The US Department of Defense has removed 22 universities from its approved Professional Military Education (PME) list, effectively barring Army officers from attending Senior Service College (SSC) fellowship and other Pentagon-sponsored programmes at these institutions from the 2026–27 academic year.
The decision will invalidate 93 SSC fellowships that had been earmarked for these schools.
The directive was issued by Defense Secretary Pete Hegseth, who has spearheaded a broader overhaul of how the Pentagon approaches civilian academic partnerships. Officers will no longer be eligible for PME or fellowship programmes at the affected universities with Pentagon funding, representing a major shift in military education strategy.

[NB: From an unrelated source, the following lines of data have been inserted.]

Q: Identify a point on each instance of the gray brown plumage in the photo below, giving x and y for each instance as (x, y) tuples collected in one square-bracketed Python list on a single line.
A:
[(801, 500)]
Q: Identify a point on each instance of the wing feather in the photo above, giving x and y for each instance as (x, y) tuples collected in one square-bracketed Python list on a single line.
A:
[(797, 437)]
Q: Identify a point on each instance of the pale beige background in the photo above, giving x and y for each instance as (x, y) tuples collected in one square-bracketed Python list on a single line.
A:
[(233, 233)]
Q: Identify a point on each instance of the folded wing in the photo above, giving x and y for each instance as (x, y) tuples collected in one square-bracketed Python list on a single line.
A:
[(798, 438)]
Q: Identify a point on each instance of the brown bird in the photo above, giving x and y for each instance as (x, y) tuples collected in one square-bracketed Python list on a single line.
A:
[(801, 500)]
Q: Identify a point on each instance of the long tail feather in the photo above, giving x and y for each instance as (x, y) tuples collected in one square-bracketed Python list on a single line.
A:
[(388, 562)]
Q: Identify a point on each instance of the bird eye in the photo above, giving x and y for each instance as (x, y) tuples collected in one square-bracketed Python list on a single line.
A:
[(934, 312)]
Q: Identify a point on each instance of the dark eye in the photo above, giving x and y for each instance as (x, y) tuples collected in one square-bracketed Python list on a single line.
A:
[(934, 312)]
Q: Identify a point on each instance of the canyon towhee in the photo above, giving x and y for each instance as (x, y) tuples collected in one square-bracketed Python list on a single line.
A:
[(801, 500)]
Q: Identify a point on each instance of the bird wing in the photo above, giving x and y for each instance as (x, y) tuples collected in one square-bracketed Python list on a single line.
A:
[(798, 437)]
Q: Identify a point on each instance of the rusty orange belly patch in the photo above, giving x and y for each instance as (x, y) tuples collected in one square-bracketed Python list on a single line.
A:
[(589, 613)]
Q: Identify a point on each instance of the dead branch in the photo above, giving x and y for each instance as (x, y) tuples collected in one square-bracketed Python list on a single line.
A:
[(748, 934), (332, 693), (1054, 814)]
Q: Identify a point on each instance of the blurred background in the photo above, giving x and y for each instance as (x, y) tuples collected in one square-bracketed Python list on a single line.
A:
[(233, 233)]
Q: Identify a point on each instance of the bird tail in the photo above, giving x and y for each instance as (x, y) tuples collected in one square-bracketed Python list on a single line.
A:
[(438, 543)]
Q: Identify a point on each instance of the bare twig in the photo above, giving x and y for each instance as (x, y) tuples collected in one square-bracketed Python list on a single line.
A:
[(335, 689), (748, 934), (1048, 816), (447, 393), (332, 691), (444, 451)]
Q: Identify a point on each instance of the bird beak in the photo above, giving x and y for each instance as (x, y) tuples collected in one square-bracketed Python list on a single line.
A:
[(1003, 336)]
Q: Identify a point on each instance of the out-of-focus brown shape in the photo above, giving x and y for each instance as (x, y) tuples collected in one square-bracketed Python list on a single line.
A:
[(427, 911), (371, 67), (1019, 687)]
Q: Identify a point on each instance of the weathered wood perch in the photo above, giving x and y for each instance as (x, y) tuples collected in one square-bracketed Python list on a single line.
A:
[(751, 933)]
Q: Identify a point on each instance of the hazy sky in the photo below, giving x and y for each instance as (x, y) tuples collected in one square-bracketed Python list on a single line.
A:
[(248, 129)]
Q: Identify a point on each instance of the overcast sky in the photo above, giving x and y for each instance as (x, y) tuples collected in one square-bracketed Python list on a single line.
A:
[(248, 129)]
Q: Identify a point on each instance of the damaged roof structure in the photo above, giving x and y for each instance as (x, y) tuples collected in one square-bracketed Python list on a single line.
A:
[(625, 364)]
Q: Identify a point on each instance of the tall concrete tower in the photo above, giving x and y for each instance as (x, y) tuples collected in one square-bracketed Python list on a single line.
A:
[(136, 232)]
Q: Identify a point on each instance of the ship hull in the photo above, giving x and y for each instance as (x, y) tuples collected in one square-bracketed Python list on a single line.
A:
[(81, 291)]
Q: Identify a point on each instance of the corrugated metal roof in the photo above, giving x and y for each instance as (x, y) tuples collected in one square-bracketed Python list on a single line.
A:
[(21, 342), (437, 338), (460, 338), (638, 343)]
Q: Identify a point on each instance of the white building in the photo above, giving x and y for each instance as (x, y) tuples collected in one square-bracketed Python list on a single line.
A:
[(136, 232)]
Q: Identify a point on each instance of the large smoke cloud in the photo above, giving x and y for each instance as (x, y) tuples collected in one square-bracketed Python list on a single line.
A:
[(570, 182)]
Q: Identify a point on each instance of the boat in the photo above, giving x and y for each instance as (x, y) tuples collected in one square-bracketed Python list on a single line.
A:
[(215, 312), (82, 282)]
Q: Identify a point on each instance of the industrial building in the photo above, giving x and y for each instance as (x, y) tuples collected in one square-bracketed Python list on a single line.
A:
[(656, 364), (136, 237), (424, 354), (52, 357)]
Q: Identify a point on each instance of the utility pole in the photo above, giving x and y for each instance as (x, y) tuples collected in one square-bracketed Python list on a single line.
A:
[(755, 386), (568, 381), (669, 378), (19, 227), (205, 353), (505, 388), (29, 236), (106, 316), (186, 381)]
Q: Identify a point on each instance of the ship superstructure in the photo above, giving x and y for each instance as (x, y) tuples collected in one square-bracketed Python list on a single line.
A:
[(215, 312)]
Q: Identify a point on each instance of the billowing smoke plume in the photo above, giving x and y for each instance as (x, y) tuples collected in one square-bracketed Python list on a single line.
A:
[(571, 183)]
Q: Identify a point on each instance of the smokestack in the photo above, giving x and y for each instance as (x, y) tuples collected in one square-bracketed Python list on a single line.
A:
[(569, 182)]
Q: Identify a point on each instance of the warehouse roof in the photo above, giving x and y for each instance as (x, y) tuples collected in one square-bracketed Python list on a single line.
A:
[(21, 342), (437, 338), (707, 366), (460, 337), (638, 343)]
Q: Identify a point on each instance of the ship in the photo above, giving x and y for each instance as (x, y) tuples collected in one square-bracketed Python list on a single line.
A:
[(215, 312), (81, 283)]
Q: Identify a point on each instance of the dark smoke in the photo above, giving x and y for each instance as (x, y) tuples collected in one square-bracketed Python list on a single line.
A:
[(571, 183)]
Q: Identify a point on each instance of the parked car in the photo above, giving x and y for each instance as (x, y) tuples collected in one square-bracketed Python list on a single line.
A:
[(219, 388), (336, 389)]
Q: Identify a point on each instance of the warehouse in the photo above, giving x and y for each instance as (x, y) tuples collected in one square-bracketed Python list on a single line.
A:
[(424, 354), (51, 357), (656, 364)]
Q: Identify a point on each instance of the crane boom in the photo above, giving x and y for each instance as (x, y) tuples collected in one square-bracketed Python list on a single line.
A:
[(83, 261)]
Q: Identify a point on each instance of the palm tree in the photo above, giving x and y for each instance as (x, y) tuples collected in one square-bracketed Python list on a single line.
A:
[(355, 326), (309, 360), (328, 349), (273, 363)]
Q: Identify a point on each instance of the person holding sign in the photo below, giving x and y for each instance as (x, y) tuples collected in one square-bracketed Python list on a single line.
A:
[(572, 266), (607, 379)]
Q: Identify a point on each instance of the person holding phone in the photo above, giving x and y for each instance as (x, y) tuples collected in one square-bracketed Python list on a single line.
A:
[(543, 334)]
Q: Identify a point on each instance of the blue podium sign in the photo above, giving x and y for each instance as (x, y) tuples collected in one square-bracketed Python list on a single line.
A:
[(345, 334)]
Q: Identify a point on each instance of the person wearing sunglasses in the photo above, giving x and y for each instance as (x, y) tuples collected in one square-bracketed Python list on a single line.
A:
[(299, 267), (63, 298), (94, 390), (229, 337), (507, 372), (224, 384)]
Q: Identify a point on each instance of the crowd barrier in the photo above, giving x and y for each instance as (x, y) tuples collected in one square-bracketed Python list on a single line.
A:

Which institutes were affected?
Among the institutions removed from the PME list are several prestigious Ivy League and elite research universities, including Harvard University, Massachusetts Institute of Technology (MIT), Yale University, Columbia University and Princeton University. Other American universities on the list include Tufts University, Georgetown University, Brown University, Saint Louis University, Carnegie Mellon University, Middlebury College, George Washington University and the College of William and Mary.
The policy change also extends to a group of influential think tanks and international institutions. These include the Center for Strategic and International Studies (CSIS), The Brookings Institution, New America Foundation, Atlantic Council, Center for a New American Security, Council on Foreign Relations, The Henry L Stimson Center, and Johns Hopkins University’s SAIS West Space Scholars Program. One international partner affected is Queen’s University in Canada.
What criteria must institutions meet to align with Pentagon?
According to the Pentagon memo, future partner institutions must meet criteria such as “intellectual freedom, minimal relationships with adversaries, and minimal public expressions in opposition to the Department of Defense,” and must offer strong national security or public policy programmes aligned with Pentagon priorities.
Officials said officers already enrolled in programmes at the affected schools can complete their studies, but new placements under the cancelled fellowships will not be available.
As part of this shift, a revised list of potential new partner schools has also been proposed, with names such as Liberty University, George Mason University, Pepperdine University, University of Michigan and University of Florida mentioned as future options for PME programmes.